На другой день состоялось заседание, обставленное очень торжественно. Вступительную речь сказал епископ; она была посвящена значению событий, происходивших в России, и моей личной характеристике. Текст моего обращения я, конечно, заготовил заранее, но старался придать ему характер разговорной речи; оно, во всяком случае, было выслушано с большим вниманием и прерывалось обычными приветственными возгласами в соответственных местах.
Затем, по приглашению председателя - не полемизировать, а ставить вопросы - начался ряд ядовитых замечаний, возражений и вопросов сверху; моя характеристика конфликта между правительством и обществом показалась там чересчур объективной. Меня вызывали на резкости.
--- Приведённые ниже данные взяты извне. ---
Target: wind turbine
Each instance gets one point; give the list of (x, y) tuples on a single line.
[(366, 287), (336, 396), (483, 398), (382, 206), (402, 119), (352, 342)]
Этого я не хотел, а иногда, - когда суждения о власти переходили в суждения о России, - мне приходилось не только обороняться, но и самому переходить в наступление. Большинство аудитории подчеркивало особенно эти места знаками одобрения. В общем, я мог быть очень доволен полученным впечатлением. Председатель в заключение прочел одобрительную формулу и предложил согласным произнести старинное слово Ауе (Да.) (звучало русским: ай). Это "ай" прозвучало очень громозвучно - и собрание было закончено.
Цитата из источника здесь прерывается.